The Vendemmia Surpasses all Boundaries
There are few things that unite all Italians like the harvest of the grapes and the harvest of the olives (besides their passion about soccer and good food & sagras).
The need to process the grapes before they shrivel into hard little rocks supersedes political opposition and rival soccer teams. Nothing is sadder for a farmer than to watch his grapes spoil on the vine, and though some wines call for grapes that have aged (on or off the vine) to produce the prized vinsanto, the major part of the harvest is destined for a table wine to be shared among friends.
Necessity Wins Hands Down
The large, more industrial, vineyards will have a series of controls in place to decide when it is necessary to begin the harvest. Carefully calculating the proportion of sugar and acid there is in the grapes so as to guarantee the perfect conditions for the actual fermentation process. However, the smaller vineyards do a bit of a haphazard guessing.
The actual harvest requires very little in the way of tools: a sharp pair of garden shears or a small knife with a hooked point, a small to medium sized wicker basket, a few larger plastic bins, in our case a large wooden pole, a customized grinder and of course, large stainless steel vats.
Did I mention manual labor?
Don't Be Premature
Special care is taken during the harvest so as to not start the fermentation before everything is in place. On a home grown level the grapes are harvested and gently placed in small wicker baskets. Once the baskets are full they are transferred to large plastic bins - so as not to break any of the skins which would prematurely start the fermentation process. The harvest will normally start early in the morning before the heat of the day can jump start the fermentation but the grapes need to be dry so that there is no excess water in the process.
The grapes are transferred to a tall plastic bin and as soon as there are enough, they are pummeled with a wooden pole to initialize the breaking the skins - and finally the fermentation can begin.

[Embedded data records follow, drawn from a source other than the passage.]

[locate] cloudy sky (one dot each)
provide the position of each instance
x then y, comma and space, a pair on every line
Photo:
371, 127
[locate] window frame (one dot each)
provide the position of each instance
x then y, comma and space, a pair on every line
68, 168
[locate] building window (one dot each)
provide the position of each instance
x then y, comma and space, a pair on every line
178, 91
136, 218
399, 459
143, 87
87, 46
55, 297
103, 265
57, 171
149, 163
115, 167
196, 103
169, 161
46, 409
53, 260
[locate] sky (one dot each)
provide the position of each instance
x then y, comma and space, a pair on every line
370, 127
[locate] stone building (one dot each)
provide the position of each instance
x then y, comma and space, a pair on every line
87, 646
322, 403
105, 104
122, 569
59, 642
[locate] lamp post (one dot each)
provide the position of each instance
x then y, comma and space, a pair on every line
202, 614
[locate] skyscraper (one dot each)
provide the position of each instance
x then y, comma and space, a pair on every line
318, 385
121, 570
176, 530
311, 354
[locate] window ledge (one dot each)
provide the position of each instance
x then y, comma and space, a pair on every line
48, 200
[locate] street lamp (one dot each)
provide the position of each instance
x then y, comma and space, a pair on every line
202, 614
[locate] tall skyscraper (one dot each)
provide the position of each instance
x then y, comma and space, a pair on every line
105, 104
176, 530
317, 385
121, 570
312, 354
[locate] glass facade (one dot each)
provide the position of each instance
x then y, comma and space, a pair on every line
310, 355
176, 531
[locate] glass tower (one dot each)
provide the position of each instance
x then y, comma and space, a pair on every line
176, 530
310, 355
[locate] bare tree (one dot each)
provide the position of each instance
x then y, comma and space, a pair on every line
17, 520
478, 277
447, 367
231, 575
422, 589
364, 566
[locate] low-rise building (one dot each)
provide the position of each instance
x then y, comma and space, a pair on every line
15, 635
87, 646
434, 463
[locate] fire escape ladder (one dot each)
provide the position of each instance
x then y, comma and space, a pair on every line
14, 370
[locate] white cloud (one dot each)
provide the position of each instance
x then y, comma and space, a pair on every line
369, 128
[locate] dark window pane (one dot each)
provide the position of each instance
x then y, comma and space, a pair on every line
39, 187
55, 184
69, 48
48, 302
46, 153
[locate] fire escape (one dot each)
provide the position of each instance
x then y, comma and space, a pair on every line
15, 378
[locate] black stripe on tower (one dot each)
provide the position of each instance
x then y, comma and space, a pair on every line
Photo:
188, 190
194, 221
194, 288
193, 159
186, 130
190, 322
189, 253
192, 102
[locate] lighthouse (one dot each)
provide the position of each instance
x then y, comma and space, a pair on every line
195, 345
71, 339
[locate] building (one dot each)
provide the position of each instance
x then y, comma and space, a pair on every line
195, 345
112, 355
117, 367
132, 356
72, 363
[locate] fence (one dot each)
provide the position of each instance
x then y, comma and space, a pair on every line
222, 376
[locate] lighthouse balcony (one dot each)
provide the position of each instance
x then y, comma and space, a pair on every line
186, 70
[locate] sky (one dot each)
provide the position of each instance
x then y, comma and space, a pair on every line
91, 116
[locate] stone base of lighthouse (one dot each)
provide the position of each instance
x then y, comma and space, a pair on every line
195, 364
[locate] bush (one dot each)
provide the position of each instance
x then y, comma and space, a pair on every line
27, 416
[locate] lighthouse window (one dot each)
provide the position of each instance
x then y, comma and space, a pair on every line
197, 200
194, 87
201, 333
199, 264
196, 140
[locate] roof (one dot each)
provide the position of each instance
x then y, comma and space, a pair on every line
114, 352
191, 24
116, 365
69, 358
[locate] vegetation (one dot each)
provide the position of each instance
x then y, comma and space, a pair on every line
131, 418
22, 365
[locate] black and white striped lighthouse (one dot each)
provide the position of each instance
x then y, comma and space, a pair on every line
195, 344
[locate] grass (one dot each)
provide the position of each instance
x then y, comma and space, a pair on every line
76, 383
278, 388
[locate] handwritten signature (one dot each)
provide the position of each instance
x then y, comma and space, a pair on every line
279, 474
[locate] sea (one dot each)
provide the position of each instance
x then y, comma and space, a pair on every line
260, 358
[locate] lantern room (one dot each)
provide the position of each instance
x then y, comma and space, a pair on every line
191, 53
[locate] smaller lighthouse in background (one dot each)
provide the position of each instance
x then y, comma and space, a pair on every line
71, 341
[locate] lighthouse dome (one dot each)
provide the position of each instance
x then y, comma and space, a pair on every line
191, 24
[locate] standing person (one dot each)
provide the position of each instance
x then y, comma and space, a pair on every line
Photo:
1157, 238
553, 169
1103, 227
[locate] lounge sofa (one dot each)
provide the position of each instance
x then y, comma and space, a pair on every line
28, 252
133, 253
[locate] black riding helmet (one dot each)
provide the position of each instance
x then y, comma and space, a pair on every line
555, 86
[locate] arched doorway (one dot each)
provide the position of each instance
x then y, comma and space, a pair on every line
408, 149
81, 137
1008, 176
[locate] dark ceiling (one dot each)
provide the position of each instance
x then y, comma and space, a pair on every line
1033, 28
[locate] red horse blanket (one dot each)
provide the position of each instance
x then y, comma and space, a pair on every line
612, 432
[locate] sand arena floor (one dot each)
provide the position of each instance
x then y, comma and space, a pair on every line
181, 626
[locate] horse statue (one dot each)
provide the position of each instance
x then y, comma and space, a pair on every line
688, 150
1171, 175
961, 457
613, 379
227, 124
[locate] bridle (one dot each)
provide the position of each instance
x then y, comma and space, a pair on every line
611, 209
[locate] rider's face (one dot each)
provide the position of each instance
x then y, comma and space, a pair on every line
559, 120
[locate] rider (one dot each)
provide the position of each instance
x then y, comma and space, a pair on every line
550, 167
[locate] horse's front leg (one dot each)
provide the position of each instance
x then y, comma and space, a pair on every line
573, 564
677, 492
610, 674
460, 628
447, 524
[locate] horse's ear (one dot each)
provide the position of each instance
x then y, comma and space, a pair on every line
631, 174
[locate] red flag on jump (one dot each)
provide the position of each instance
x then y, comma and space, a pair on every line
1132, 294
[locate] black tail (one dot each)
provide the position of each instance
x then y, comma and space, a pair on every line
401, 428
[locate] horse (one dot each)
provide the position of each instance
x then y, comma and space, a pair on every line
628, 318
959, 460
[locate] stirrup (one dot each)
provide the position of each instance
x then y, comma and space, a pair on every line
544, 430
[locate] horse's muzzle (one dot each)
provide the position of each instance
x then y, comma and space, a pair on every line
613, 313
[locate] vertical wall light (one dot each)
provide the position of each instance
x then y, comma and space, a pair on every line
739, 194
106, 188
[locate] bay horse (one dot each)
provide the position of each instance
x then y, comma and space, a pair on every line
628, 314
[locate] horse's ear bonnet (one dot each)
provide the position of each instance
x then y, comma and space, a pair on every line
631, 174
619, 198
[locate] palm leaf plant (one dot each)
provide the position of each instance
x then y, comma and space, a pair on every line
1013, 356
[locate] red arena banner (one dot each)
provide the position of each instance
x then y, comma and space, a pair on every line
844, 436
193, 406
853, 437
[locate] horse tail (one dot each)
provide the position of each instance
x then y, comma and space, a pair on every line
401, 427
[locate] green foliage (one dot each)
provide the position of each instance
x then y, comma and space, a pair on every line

There are many home grown solutions to the “breaking” of the skins and they are all valid, as long as it gets the juices out of the skins for the sugars to start their magic and feed the yeast so the juice turns into alcohol (wine). On a more commercial level, they have a large stainless steel vats with a corkscrew-like blade turning in the bottom which will move the grapes and gently break the skins while starting to separate the grapes from the stems.
It all Goes in the Pot
It isn’t always practical to separate the grapes from the stems for a small (home made) production but the larger vineyards will do this before beginning the wine making process. Though some of the larger producers are experimenting with leaving the stems for longer periods with the idea that more tannins will give a crisper flavour, in most cases they prefer to transfer this flavor with the use of aging in the barrels and barriques (small wooden barrels). The "little" guy doesn’t have much of a choice - the removal of "i raspi" is a complicated procedure and thus leaving them in has become one of the defining flavors of a "small, local" production.
The semi-final product is then stored in large stainless steel vats until they stop "bolle" or bubbling. This basically means that the yeast has eaten all the sugar and the fermentation process is finished. Normally we are talking about a short period of time before the product is then transferred to a "damigiana", a large round glass bottle covered in a protective straw layer where the wine will sit until it is ready to be put in smaller bottles (750ml). The bottling process for a home grown procedure is normally done on a "need to drink bases". Which means, when you need a bottle of wine, that is when you move it from one bottle to another, simply to make it easier to pour.
The Fun and Folklore
Contrary to popular belief, the picked grapes are no longer "stomped", even if the image is folkloristic, the truth is it is "poco igenico" ... ummm, not very sanitary. However, the "pranzone" or large lunch and comradry that are also associated with these events is still very much in vogue! After a morning of harvesting, pummeling, pouring and turning there is sure to be an invitation to sit down to a table that overflows with the colors and flavours of the season!